Regenerative grazing increases plant species

New life: Craig and Theresa Robinson were recognised in 2018 for responsible farming. Photo: Bum Nuts Australia.
New life: Craig and Theresa Robinson were recognised in 2018 for responsible farming. Photo: Bum Nuts Australia.

Egg producer Theresa Robinson of Bum Nuts Australia in Gunning has begun a journey into regenerative agriculture.

A paddock, about 100 acres, was rested for 18 months. Chooks roam free in the paddock, but graze only about 15 per cent of it, Mrs Robinson said.

Mrs Robinson said that by closing the paddock, a diverse species of plants was re-establishing, and it had attracted an abundance of insects.
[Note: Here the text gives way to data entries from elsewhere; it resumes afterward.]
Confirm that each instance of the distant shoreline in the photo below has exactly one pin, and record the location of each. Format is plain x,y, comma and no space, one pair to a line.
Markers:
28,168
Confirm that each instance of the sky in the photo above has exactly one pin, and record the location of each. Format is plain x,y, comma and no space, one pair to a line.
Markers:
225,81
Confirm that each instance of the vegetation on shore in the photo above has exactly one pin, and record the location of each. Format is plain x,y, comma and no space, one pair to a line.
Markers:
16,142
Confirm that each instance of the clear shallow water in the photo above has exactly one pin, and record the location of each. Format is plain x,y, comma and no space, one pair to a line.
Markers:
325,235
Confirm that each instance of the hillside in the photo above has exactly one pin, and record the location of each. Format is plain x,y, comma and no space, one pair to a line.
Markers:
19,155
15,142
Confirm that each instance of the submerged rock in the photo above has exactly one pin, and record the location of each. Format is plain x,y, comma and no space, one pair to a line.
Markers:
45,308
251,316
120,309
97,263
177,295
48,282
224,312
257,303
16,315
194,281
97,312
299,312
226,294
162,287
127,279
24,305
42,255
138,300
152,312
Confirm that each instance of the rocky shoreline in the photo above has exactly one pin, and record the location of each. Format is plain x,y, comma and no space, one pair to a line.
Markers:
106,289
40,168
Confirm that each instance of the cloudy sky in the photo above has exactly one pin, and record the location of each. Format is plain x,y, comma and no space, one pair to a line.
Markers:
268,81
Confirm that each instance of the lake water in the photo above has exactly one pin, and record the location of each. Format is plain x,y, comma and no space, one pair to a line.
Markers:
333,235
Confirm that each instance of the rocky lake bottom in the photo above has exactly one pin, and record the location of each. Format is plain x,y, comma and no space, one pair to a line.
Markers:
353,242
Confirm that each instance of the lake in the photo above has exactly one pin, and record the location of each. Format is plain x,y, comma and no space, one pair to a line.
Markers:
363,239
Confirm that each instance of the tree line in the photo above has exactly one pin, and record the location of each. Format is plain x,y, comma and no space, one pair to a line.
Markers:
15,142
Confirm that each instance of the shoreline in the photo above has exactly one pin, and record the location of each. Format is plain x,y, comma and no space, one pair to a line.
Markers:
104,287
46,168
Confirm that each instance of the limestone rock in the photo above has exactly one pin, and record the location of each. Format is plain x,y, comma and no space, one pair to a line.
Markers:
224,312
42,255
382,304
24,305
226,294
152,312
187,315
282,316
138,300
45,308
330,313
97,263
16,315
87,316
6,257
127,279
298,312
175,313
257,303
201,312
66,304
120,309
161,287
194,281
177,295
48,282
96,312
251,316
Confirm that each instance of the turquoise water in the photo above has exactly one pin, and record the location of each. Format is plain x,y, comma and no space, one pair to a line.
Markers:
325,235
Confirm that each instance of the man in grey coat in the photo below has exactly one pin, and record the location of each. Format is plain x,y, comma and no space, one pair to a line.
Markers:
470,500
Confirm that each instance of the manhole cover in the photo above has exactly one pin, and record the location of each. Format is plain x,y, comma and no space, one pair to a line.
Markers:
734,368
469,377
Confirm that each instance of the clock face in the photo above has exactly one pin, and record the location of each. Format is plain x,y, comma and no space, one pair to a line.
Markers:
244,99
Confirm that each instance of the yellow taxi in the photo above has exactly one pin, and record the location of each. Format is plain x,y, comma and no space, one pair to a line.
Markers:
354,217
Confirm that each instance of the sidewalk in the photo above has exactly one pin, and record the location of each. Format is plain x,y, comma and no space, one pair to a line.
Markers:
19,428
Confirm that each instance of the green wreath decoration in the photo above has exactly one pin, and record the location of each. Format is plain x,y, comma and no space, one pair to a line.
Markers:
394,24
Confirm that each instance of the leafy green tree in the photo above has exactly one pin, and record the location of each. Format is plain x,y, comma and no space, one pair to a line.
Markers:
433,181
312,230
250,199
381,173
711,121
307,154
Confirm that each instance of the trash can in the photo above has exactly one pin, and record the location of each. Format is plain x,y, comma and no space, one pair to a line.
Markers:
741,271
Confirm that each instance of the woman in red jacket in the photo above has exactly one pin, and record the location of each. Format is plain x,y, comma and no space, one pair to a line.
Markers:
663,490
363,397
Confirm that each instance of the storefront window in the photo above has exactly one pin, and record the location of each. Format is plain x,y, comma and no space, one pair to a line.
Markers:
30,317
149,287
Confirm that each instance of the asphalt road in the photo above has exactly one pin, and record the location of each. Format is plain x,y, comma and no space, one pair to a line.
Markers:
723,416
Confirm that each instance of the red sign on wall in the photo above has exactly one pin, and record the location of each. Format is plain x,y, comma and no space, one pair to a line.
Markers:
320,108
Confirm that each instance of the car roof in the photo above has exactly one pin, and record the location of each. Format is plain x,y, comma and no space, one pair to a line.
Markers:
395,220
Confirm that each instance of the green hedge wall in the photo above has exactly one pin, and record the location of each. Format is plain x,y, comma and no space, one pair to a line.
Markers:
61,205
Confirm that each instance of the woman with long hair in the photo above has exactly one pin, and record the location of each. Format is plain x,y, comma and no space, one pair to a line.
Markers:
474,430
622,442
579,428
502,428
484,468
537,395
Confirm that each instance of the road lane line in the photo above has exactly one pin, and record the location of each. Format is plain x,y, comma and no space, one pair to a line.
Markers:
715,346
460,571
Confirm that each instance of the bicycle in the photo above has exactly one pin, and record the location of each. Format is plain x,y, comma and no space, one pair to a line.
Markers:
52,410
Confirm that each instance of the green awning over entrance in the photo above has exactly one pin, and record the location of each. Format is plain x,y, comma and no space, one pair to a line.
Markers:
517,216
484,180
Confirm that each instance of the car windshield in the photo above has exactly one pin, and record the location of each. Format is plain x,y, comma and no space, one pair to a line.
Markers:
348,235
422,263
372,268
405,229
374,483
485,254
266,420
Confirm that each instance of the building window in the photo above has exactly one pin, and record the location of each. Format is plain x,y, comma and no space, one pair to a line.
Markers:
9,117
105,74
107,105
The soil was also storing the moisture for longer.

“There are two beautiful plants that I haven’t seen before,” Mrs Robinson said. This included a Convolvulus erubescens, or Blushing Bindweed: “Indigenous Australians used the tuba root and boiled it and kneaded it into a dough," she said.

The other, Glycine Tabacina, was chewed. the tap-roots have a flavour like liquorice.

"There is an abundance of grasshoppers and butterflies which were attracted, and for the chickens it is a good natural source of protein," Mrs Robinson said.

In between chickens, there are also sheep on the 1000-acre property; they choose to rest paddocks and cell-graze.